North Korea has 1.2 million troops and operates about 70 submarines, while the South has 10 of the vessels, according to a 2012 South Korean defense white paper. South Korea accused the North of torpedoing one of its warships in 2010, resulting in the deaths of 46 sailors, a charge the North denies.
In June, North Korea released photos of Kim boarding a submarine during drills. He has also stepped up efforts to expand his regime’s missile arsenal, personally overseeing the launch of “ultra-precision” guided missiles in June.
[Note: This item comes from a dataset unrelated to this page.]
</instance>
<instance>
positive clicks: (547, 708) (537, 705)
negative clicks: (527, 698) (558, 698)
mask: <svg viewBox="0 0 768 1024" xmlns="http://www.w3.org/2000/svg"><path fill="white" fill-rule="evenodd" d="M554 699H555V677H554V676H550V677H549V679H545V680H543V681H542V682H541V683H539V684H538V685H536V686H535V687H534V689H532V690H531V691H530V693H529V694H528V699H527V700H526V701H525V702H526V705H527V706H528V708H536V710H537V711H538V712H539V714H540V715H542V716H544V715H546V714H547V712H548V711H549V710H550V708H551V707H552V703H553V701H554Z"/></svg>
North Korea is banned from developing ballistic missiles under sanctions imposed by the United Nations for nuclear testing.
Putting ballistic missiles on submarines may also limit Kim’s ability to control the weapons, Bermudez said.
“It also assumes that Pyongyang would entrust an operational nuclear-armed missile to the captain of a submarine who would, in time of war, most likely be out of communication with the leadership,” he said.
North Korea may have made “considerable” progress in miniaturizing its atomic bombs, South Korean Defense Minister Han Min Koo said today at a parliamentary hearing. Army General Curtis Scaparrotti, the commander of U.S. forces in Korea, said last month that the North may now be able to miniaturize a nuclear weapon to fit on a mobile missile warhead that could hit parts of the U.S.
While Kim hasn’t yet deployed a ballistic missile that could hit the mainland U.S., “he’s showing us the signs that he’s trying to get there,” Admiral Samuel Locklear, head of U.S. forces in the Pacific, said in a Bloomberg Government interview in September.